The nation's top shopping center owners continue to grow ever larger. Nineteen of the Top 25 Shopping Center Owners that have consistently appeared in NREI's rankings since 2003 now collectively own 288.4 million sq. ft. more than they did back then. And of that total, nearly 220 million sq. ft. was acquired since the beginning of 2004.
Plenty of this growth has involved big-ticket mergers, such as Simon Property Group's acquisition of Chelsea Property Group, General Growth Properties' purchase of Rouse Co., and Macerich Co.'s acquisition of Wilmorite Properties, just to name three of 2004's signature, but other examples of growth have been incremental and steady over the last three years. The portfolio of CBL & Associates has risen from 56.1 million sq. ft. to 71.4 million sq. ft. during that time.
“It's inevitable that consolidation will continue. There's more economies of scale in the retail real estate business than any other, except maybe hotels,” says Scott Wolstein, chairman and CEO of Beachwood, Ohio-based Developers Diversified Realty, which owns 107 million sq. ft. “It's getting more expensive to operate a small company.”
The retail climate is favorable for the big to get bigger. According to Reis Inc., which tracks 62 different metro retail markets nationwide, effective rents were up or stable in 52 of those markets in the first quarter of 2005, with increases of more than 1% in 13 markets. Reis also puts the U.S. vacancy rate for retail properties at 6.9% at the close of the first quarter, a decrease of 21 basis points over the same period a year ago.
A number of markets report vacancy rates lower than the national average, such as Long Island at 3.8%, northern New Jersey at 3.6% and Orange County at 2.2%. What's the common denominator? All three are crowded markets with little open space for new. These markets also benefit by relatively strong demographics and strong job growth.
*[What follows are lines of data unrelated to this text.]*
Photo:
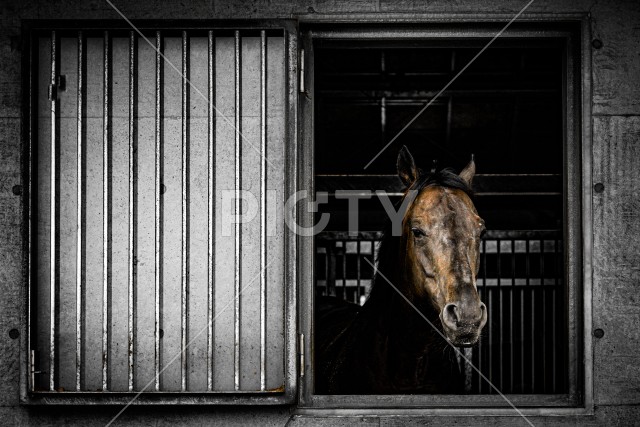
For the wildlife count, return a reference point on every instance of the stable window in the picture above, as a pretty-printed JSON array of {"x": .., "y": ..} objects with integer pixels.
[
  {"x": 514, "y": 109},
  {"x": 139, "y": 147}
]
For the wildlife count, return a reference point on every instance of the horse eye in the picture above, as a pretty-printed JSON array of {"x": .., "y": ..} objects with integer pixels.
[{"x": 418, "y": 233}]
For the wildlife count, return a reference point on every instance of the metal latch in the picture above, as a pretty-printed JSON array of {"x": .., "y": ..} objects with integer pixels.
[
  {"x": 302, "y": 88},
  {"x": 60, "y": 84},
  {"x": 301, "y": 352}
]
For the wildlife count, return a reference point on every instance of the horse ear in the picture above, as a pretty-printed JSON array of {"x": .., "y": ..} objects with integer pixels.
[
  {"x": 468, "y": 172},
  {"x": 407, "y": 170}
]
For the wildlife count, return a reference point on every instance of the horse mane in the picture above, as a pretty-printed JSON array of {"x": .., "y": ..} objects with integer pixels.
[{"x": 386, "y": 262}]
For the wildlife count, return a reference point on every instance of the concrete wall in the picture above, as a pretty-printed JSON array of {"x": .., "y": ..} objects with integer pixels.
[{"x": 616, "y": 226}]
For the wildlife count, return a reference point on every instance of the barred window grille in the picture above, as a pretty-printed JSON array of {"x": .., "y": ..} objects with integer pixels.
[
  {"x": 521, "y": 282},
  {"x": 136, "y": 286}
]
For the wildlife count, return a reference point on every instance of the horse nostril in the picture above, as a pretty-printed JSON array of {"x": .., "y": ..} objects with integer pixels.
[
  {"x": 483, "y": 315},
  {"x": 450, "y": 316}
]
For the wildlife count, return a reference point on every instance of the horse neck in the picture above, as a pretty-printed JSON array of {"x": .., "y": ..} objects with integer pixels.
[{"x": 401, "y": 319}]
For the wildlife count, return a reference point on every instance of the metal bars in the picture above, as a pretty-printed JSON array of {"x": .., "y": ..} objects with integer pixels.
[
  {"x": 53, "y": 96},
  {"x": 263, "y": 209},
  {"x": 185, "y": 206},
  {"x": 238, "y": 209},
  {"x": 106, "y": 205},
  {"x": 507, "y": 281},
  {"x": 132, "y": 205},
  {"x": 80, "y": 212},
  {"x": 210, "y": 202},
  {"x": 158, "y": 207},
  {"x": 132, "y": 133}
]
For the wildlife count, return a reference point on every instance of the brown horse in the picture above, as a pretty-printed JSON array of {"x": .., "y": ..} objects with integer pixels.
[{"x": 386, "y": 346}]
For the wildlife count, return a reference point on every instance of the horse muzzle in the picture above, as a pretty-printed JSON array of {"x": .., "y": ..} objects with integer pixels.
[{"x": 463, "y": 323}]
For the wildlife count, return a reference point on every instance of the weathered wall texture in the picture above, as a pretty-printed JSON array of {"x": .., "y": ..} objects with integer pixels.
[{"x": 616, "y": 225}]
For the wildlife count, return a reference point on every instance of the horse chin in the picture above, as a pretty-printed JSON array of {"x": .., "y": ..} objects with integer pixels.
[{"x": 465, "y": 337}]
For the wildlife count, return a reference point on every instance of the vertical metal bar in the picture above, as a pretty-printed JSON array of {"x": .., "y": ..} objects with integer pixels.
[
  {"x": 80, "y": 201},
  {"x": 29, "y": 201},
  {"x": 132, "y": 200},
  {"x": 533, "y": 326},
  {"x": 238, "y": 209},
  {"x": 210, "y": 201},
  {"x": 185, "y": 207},
  {"x": 553, "y": 317},
  {"x": 358, "y": 277},
  {"x": 344, "y": 270},
  {"x": 53, "y": 202},
  {"x": 543, "y": 294},
  {"x": 106, "y": 195},
  {"x": 500, "y": 313},
  {"x": 263, "y": 210},
  {"x": 512, "y": 290},
  {"x": 158, "y": 184},
  {"x": 490, "y": 320},
  {"x": 522, "y": 317}
]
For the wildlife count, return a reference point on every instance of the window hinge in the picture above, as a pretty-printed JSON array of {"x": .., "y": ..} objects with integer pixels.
[
  {"x": 301, "y": 352},
  {"x": 60, "y": 84},
  {"x": 53, "y": 92},
  {"x": 302, "y": 88}
]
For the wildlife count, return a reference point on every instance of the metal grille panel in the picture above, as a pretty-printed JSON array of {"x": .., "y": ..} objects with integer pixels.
[
  {"x": 522, "y": 349},
  {"x": 139, "y": 149}
]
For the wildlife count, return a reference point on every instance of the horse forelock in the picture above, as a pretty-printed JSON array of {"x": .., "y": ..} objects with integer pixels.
[{"x": 388, "y": 261}]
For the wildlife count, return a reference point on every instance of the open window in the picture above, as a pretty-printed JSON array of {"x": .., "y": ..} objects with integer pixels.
[
  {"x": 514, "y": 109},
  {"x": 138, "y": 145}
]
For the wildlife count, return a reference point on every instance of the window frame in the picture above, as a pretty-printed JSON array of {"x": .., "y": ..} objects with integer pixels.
[
  {"x": 288, "y": 394},
  {"x": 574, "y": 30}
]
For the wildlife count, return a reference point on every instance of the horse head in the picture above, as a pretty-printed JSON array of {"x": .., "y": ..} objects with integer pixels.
[{"x": 441, "y": 235}]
Capital is still willing and able to fund shopping center purchases, despite relatively low cap rates. Reis reports the average retail cap rate nationally is 7.9%, down 40 basis points from the last quarter of 2004. It helps that in-line shopping center tenants generated $366 in sales per sq. ft. in 2004, one of the strongest years since 1999, according to the International Council of Shopping Centers (ICSC).
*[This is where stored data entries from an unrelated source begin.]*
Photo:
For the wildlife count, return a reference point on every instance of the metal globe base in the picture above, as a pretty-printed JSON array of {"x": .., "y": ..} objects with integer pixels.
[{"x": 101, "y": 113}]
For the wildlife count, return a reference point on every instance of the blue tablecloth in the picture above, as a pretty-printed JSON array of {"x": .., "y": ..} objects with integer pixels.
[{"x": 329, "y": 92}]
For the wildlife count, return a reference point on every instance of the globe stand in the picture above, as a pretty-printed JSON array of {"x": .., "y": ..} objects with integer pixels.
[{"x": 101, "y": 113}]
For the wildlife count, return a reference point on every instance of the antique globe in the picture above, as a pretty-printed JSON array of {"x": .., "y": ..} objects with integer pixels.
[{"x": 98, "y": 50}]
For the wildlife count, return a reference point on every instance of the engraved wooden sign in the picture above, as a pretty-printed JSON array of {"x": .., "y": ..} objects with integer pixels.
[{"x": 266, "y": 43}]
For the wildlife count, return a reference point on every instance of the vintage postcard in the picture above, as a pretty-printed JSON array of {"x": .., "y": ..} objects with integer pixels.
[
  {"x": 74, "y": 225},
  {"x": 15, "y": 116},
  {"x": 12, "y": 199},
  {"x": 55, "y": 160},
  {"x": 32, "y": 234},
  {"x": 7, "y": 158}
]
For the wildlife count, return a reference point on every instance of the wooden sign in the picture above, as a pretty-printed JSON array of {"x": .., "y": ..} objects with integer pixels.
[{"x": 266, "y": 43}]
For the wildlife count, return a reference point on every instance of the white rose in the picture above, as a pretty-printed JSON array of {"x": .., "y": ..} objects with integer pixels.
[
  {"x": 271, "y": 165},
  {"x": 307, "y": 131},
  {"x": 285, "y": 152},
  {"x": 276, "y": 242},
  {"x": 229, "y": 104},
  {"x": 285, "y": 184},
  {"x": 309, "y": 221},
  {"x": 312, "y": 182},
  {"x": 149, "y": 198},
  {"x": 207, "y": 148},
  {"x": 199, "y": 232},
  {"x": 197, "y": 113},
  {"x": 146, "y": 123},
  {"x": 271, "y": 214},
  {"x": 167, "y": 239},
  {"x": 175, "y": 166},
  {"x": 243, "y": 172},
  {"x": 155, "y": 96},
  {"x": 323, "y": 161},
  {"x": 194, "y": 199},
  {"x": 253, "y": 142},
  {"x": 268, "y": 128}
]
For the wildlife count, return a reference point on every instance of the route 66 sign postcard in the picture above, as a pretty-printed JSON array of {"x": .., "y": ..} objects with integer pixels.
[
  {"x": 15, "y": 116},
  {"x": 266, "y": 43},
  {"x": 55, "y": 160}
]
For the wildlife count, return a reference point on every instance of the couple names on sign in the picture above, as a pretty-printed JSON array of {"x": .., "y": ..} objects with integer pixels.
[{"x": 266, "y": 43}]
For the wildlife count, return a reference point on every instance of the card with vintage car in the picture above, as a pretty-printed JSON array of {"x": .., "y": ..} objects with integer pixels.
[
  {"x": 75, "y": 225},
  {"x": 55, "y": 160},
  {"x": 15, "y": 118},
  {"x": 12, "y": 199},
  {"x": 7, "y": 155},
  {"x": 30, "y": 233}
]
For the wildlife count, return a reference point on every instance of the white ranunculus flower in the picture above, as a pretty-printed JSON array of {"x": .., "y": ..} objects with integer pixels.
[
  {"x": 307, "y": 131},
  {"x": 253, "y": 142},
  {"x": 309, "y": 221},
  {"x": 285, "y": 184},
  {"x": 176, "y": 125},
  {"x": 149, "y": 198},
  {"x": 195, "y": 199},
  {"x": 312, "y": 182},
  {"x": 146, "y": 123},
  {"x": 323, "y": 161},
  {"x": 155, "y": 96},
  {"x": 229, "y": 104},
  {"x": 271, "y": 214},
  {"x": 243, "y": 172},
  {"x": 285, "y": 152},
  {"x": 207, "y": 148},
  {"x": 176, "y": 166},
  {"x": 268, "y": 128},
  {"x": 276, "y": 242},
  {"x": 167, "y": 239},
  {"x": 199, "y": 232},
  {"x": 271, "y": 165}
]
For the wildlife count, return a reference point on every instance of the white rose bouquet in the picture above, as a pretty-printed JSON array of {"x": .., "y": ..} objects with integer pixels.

Besides raw growth, the largest owners also are focusing on redevelopment. The nation's largest shopping center REIT, Simon Property Group, committed to redevelopment this spring when it kicked off a program of “asset-intensification” that evaluates the Indianapolis-based REIT's 200 million-plus sq. ft. portfolio in terms of adding non-retail space, such as condos, to its properties.
No. 2 General Growth Properties is redeveloping properties across its 180 million sq. ft. portfolio as fast as it can to take advantage of the popularity of open-air shopping centers. “Most of the redevelopment incorporates outward-facing elements to the properties,” says chairman and CEO John Bucksbaum, adding that most of company's new developments will be of the open-air variety as well.
Does a move toward open-air represent a permanent shift in retail development? Bucksbaum isn't so sure. “There's a risk that too many open-air malls will be built, especially those called lifestyle,” he says. “One reason we're redeveloping as fast as we can is to deflect other open-air centers from our trade areas. If all the retailers are represented already, that should prevent similar centers from being developed.”
Competing against Wal-Mart
In the grocery-anchored sector, there's still a lot of room for consolidation. Only 10% of grocery-anchored centers are currently owned by REITs, according to ICSC. One of the largest specialists in grocery-anchored centers, Jacksonville, Fla.-based Regency Centers, continues to grow. Regency recently acquired a 35% interest in 101 grocery-anchored centers in a joint venture with Australian Macquarie Countrywide Trust in a deal valued at $2.7 billion.
Since most of the acquired grocery-anchored properties cater to a relatively affluent customer, the deal fit with Regency's strategy for competing with Wal-Mart. “When a Wal-Mart Supercenter opens, you'll see the No. 4 and No. 3 grocer in that area fail for the most part,” notes May Lou Fiala, president and COO. “The No. 1 and No. 2 grocers [based on market share] pick up sales; the remainder goes to Wal-Mart.”
Regency's strategy is to pursue the No. 1 and No. 2 grocers in each market, while at the same time being aggressive at disposing of grocery-anchored centers that aren't up to snuff. “Of our 400 centers, 57 compete within three miles of a Wal-Mart Supercenter,” Fiala says. “You can do that with market leaders and strong demographics. Our grocers in those 57 centers are producing [sales] slightly over $400 per sq. ft.”